10 Jonathan July 21, 2016 at 3:12 pm

PT Barnum is not the right analogy — it’s Silvio Berlusconi

11 Lord Action July 21, 2016 at 9:58 am

That “Remain” is virtually certain to win.

12 Thiago Ribeiro July 21, 2016 at 10:09 am

Hahaha. +1
They may be right after all. The British government probably will call new votes until the people get it right.

13 RA Phisher July 22, 2016 at 12:04 pm

Can you then state what your null hypothesis is for those who may misunderstand what a statistically significant result implies?

14 Ray Lopez July 21, 2016 at 12:52 am

Exorcisms are fairly common in Greek Orthodox Christianity; I got one myself, several actually, when I was younger. They believe in the “evil eye” and blame it for any illness.

15 Jan July 21, 2016 at 4:40 am

Why would a Mexican go in for a Greek exorcism?

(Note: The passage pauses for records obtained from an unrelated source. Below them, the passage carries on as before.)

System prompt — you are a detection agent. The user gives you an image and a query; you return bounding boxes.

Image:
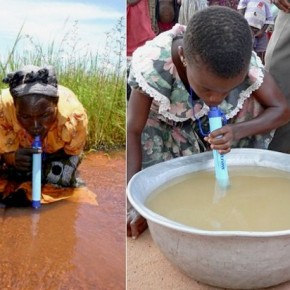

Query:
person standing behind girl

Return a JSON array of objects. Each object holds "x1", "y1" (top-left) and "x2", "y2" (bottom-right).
[
  {"x1": 238, "y1": 0, "x2": 274, "y2": 64},
  {"x1": 127, "y1": 6, "x2": 290, "y2": 238},
  {"x1": 156, "y1": 0, "x2": 180, "y2": 33}
]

16 londenio July 21, 2016 at 6:56 am

Is Ray *also* Mexican?

17 ricardo July 21, 2016 at 10:29 am

Ray is Legion.

18 albatross July 21, 2016 at 2:02 pm

This kind comes out only through fasting and prayer.

19 Thiago Ribeiro July 21, 2016 at 4:14 pm

Ray is the prince of this world.

20 Heorogar July 21, 2016 at 11:20 am

In generally accepted accounting principles (GAAP) “probable” (the standard necessary to recognize an asset impairment/loss, among other things) is defined as “more likely than not.” Meaning it doesn’t need to be a certainty. It is an estimate of whether or not a condition exists as more than 51%, and doesn’t need to be 99% certain.

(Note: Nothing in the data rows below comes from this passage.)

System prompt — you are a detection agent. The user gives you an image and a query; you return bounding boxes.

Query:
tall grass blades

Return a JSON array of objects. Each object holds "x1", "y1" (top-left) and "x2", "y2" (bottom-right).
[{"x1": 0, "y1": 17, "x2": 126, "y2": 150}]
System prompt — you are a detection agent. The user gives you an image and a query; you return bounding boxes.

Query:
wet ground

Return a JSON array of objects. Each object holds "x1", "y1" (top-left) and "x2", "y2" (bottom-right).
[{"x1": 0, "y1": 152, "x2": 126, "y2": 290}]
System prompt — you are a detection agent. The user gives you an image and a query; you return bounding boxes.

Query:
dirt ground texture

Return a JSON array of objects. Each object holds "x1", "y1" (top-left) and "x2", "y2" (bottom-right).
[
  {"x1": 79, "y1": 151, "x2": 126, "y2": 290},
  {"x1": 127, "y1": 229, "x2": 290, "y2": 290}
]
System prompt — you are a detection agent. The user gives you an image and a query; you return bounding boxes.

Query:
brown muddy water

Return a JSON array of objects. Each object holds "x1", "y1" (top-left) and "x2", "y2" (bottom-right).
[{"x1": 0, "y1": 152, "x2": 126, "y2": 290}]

Of course not. If Mrs. Bill Clinton had sold her soul to Satan, she would not exhibit such a talent for failure.

That being said, What would we do without economists?

21 derek July 21, 2016 at 12:56 am

8. Wouldn’t it be marvelous if Hillary outspent Trump 5 to 1 and lost by a whisker? $1 billion to $200 million.

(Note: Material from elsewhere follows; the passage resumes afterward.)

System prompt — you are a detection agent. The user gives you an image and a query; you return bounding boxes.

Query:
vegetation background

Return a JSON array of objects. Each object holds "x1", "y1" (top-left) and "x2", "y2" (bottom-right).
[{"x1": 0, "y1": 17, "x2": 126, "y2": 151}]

22 Jan July 21, 2016 at 4:42 am

No, because the relative amount of money spent is primarily an indicator of who donors think will win, not a decider of who wins.

23 Brian Donohue July 21, 2016 at 8:00 am

I thought it was the root of all evil and corrupter of government and the reason we live in an oligarchy.

24 John July 21, 2016 at 8:08 am

Love of money is the root of all evil — which is merely to say that confusing an intermediate tool with an end product has negitive effects on everyone, not just the miser.

25 Jan July 21, 2016 at 4:45 am

Also, I think the big R donors will eventually bite the gimp ball hard and pony up. Most of them hate Trump, but they hate the idea of not wasting their money on an election cycle even more.

26 Lord Action July 21, 2016 at 10:09 am

I’m not sure. I think the big Republican donors fall into a few camps on Trump: (1) They see him as indistinguishable from Hillary in terms of policy. Both are vaguely left of center. (Pence probably helps Trump a lot.); (2) They are concerned that a hard line on trade and immigration is bad for their business, and their donations are basically business investments.; (3) They see two deeply flawed candidates and just can’t bring themselves to donate. (These people might come around.); (4) They’re mad at Trump because he embarrassed them. All those things you were supposed to do as a Republican candidate – genuflect to CNN, apologize whenever someone misinterprets something you say, be on the defensive 100% of the time as if you actually believe you’re on the wrong side of history – he does none of those things and he’s a big success. He showed the emperor has no clothes, and if you are the emperor, that doesn’t feel good. These people will hold a grudge.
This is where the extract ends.